I don't wish to talk about HLF, rather I look at Ackman' moves that scream 'wrong' in general:
- Going Big (10% AUM is huge) instead of tip-toeing.
- Sheep-herding -As you learn that Ackman went after Herbalife following David Einhorn, you wonder if he didn't know Einhorn is an able poker player. If this was that good, why didn't Einhorn take a big bite to begin with.
- Herbalife was a long lived MLM, has been around for decades. Whether for the right or the wrong reasons, a business that has survived for a long time / many lawsuits /economic cycles is not "garbage" or can be easily dismissed. If HLF was an easy target it would have fallen by then.
- If PSC has a L/S strategy that is in fact mainly L(Long) why commit so many resources to a short ? To add injury to the offense "Ackman pledged to donate his personal profits from the short to charity." Not in the [realDT] world, not in any world !
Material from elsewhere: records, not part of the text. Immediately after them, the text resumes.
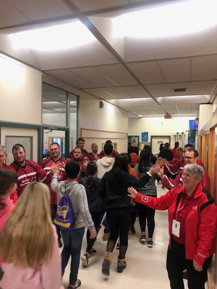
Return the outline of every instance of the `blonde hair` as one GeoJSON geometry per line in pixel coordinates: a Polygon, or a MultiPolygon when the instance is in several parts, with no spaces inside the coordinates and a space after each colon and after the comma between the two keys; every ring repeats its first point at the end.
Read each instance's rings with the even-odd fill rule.
{"type": "Polygon", "coordinates": [[[0,234],[3,262],[34,270],[47,264],[54,235],[49,188],[44,184],[32,183],[23,190],[0,234]]]}

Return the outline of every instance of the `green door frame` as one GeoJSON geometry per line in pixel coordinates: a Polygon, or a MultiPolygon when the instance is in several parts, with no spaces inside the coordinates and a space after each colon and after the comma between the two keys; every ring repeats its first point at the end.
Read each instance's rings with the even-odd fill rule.
{"type": "MultiPolygon", "coordinates": [[[[42,159],[43,159],[44,144],[44,130],[47,129],[47,127],[43,126],[42,127],[42,129],[41,144],[42,149],[41,157],[42,158],[42,159]]],[[[65,131],[65,158],[67,159],[69,157],[69,127],[58,127],[57,129],[55,130],[57,130],[57,131],[58,130],[61,130],[65,131]]]]}
{"type": "Polygon", "coordinates": [[[24,128],[34,128],[38,129],[38,162],[41,162],[41,126],[35,125],[27,125],[18,123],[7,123],[0,122],[0,140],[1,139],[1,127],[21,127],[24,128]]]}
{"type": "Polygon", "coordinates": [[[152,148],[152,138],[155,136],[159,137],[161,138],[165,137],[167,138],[169,137],[169,142],[170,144],[170,140],[171,140],[171,136],[151,136],[151,147],[152,148]]]}

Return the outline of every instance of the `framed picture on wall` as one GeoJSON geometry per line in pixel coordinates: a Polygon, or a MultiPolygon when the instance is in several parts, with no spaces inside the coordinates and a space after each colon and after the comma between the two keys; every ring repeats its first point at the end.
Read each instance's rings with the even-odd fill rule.
{"type": "MultiPolygon", "coordinates": [[[[102,142],[102,151],[104,149],[104,146],[105,144],[105,142],[102,142]]],[[[117,151],[117,143],[113,142],[112,145],[113,146],[113,149],[115,151],[117,151]]]]}
{"type": "Polygon", "coordinates": [[[149,144],[151,145],[151,143],[148,142],[139,142],[139,149],[140,151],[141,151],[143,148],[144,144],[149,144]]]}

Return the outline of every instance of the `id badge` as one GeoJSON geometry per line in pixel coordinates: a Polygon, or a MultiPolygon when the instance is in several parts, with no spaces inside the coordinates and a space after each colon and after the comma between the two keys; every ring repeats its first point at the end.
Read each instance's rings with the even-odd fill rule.
{"type": "Polygon", "coordinates": [[[172,220],[172,234],[178,237],[179,236],[179,230],[180,230],[180,222],[172,220]]]}

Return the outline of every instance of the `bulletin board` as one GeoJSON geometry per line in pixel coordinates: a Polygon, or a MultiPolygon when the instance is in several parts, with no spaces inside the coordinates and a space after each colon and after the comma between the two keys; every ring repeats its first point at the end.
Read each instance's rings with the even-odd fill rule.
{"type": "Polygon", "coordinates": [[[139,142],[139,150],[141,151],[142,149],[144,144],[149,144],[150,146],[151,143],[148,142],[139,142]]]}

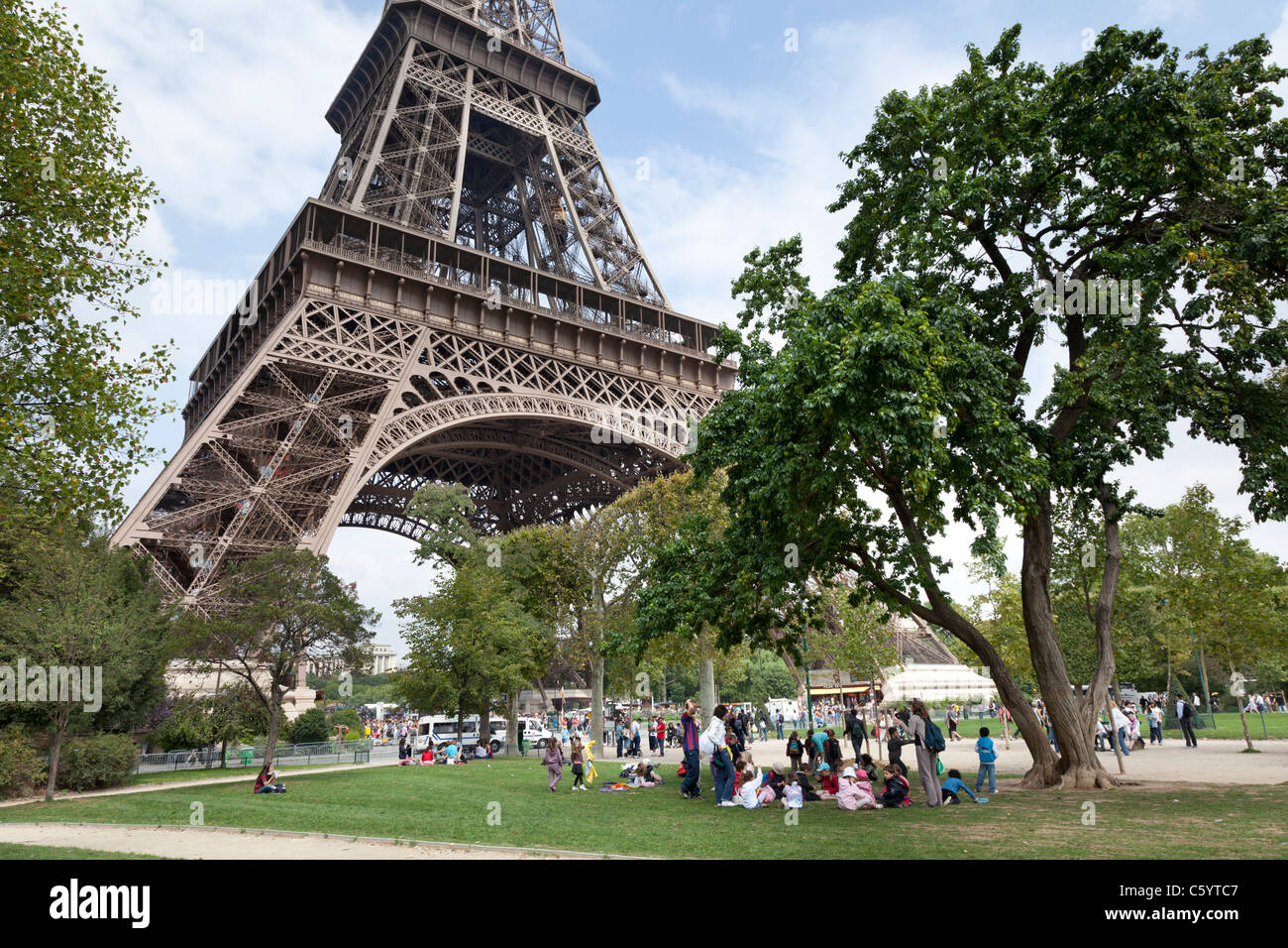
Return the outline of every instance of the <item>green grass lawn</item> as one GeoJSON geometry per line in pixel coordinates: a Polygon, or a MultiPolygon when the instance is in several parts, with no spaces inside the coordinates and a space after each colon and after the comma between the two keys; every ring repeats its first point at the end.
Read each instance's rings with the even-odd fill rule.
{"type": "MultiPolygon", "coordinates": [[[[616,774],[609,762],[600,774],[616,774]]],[[[296,829],[439,842],[538,846],[657,856],[724,858],[1284,858],[1288,785],[1123,788],[1096,792],[1002,789],[987,806],[845,813],[808,804],[799,824],[781,807],[719,809],[667,784],[620,793],[546,791],[536,762],[491,766],[372,767],[291,779],[287,793],[255,796],[213,784],[0,810],[5,822],[106,822],[187,825],[201,801],[207,825],[296,829]],[[1084,825],[1084,802],[1096,805],[1084,825]],[[500,823],[488,816],[500,816],[500,823]]],[[[911,775],[913,797],[921,791],[911,775]]]]}
{"type": "Polygon", "coordinates": [[[0,842],[0,859],[157,859],[138,853],[106,853],[100,849],[75,846],[28,846],[19,842],[0,842]]]}
{"type": "MultiPolygon", "coordinates": [[[[1288,715],[1266,715],[1265,717],[1266,717],[1266,733],[1270,735],[1271,739],[1288,739],[1288,715]]],[[[1215,729],[1212,727],[1212,718],[1204,713],[1203,724],[1206,725],[1206,727],[1203,727],[1202,730],[1195,730],[1195,734],[1198,734],[1199,740],[1203,740],[1204,738],[1207,738],[1208,740],[1243,740],[1243,725],[1239,724],[1239,712],[1236,711],[1229,711],[1229,712],[1218,711],[1216,715],[1215,729]]],[[[961,734],[963,738],[978,738],[980,725],[988,727],[993,738],[998,740],[1001,739],[1002,734],[1001,724],[996,717],[994,718],[985,717],[983,721],[978,718],[972,718],[970,721],[962,721],[961,724],[957,725],[957,733],[961,734]]],[[[942,725],[942,727],[944,729],[944,736],[947,738],[948,727],[947,725],[942,725]]],[[[1011,730],[1015,730],[1014,725],[1011,726],[1011,730]]],[[[1265,740],[1265,738],[1261,734],[1260,715],[1248,715],[1248,734],[1252,736],[1253,742],[1265,740]]],[[[1145,739],[1145,743],[1149,743],[1148,724],[1141,729],[1141,736],[1145,739]]],[[[1175,738],[1176,740],[1182,739],[1180,729],[1163,731],[1164,740],[1172,738],[1175,738]]],[[[1014,738],[1014,740],[1019,740],[1019,738],[1014,738]]]]}

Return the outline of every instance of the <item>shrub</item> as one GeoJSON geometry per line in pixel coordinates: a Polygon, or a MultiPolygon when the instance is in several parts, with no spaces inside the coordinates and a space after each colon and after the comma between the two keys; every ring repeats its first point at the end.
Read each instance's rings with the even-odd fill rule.
{"type": "Polygon", "coordinates": [[[358,712],[353,708],[340,708],[331,713],[331,730],[334,731],[337,725],[348,725],[349,734],[357,731],[362,734],[362,720],[358,717],[358,712]]]}
{"type": "Polygon", "coordinates": [[[15,724],[0,731],[0,797],[27,797],[45,783],[44,757],[15,724]]]}
{"type": "Polygon", "coordinates": [[[73,738],[63,744],[57,785],[71,791],[120,787],[129,782],[138,760],[139,749],[124,734],[73,738]]]}
{"type": "Polygon", "coordinates": [[[287,736],[292,744],[321,744],[331,736],[331,725],[327,724],[326,712],[322,708],[309,708],[295,718],[287,736]]]}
- Ackman: "I am more interested in fighting evil." If you need a government investigation, do you really think the government is going to favor a hedgie [profiting from the fall of it] ?
- Then came the CNBC Ackman-Icahn face-off that was of comic proportions, most of you watched it. I think Icahn was trying to irk Ackman. A stock drawn into a public battle almost never goes down (unless it's an epic fraud something like Enron).
Another moral of this story is not to fall for a a business that easily morphs forms. MLM "adjust their business models to remain in the zone of legality." Ackman was vindicated as far as the government investigation that ensued and the settlement the company had to reach. Morally he won...yet lost the pocketbook score."